*Yuto Katoh1, Keiichiro Fukazawa2, Takeshi Nanri3, Yohei Miyake4
(1.Department of Geophysics, Graduate School of Science, Tohoku University, 2.Academic Center for Computing and Media Studies, Kyoto University, 3.Research Institute for Information Technology, Kyushu University, 4.Graduate School of System Informatics, Kobe University)
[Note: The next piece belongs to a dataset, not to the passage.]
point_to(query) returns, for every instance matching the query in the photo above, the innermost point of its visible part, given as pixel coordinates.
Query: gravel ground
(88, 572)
Keywords:numerical experiments, cross-reference simulation, planetary magnetosphere
We have been developing a cross-reference simulation code by scalable communication library for the study of wave-particle interactions in planetary magnetospheres. We use Advanced Communication Primitives (ACP; http://ace-project.kyushu-u.ac.jp/main/jp/01_overview/) library for the communication among the simulation codes, which enables us to carry out 'strong' cross-reference simulations; the data exchange among simulation codes is conducted by direct memory access, instead of file output as has been used in conventional 'weak' cross-reference simulations. By a series of electron-hybrid and MHD cross-reference simulations, we study the generation and propagation of whistler-mode chorus emissions in the planetary magnetosphere. Chorus emissions are electromagnetic plasma waves commonly observed in planetary magnetospheres and are a group of coherent wave elements changing their frequency in time. While the generation process of chorus has been reproduced by numerical experiments [e.g., Katoh and Omura, GRL 2007a] and has been explained by the nonlinear wave growth theory [Omura et al., JGR 2008, 2009], previous studies revealed similarities and differences of the spectral characteristics of chorus in planetary magnetospheres, which has not been understood yet. In the cross-reference simulations, we use the MHD code for the investigation of the range of variation of the spatial scale of the planetary magnetosphere. The electron hybrid code is used to reproduce the generation process of chorus emissions under the initial conditions provided from the MHD simulations. An electron fluid code [Katoh, 2014] is also used for the study of the propagation of chorus emissions in the meridional plane of the magnetosphere. We describe the simulation models used in the developing code and show their initial results.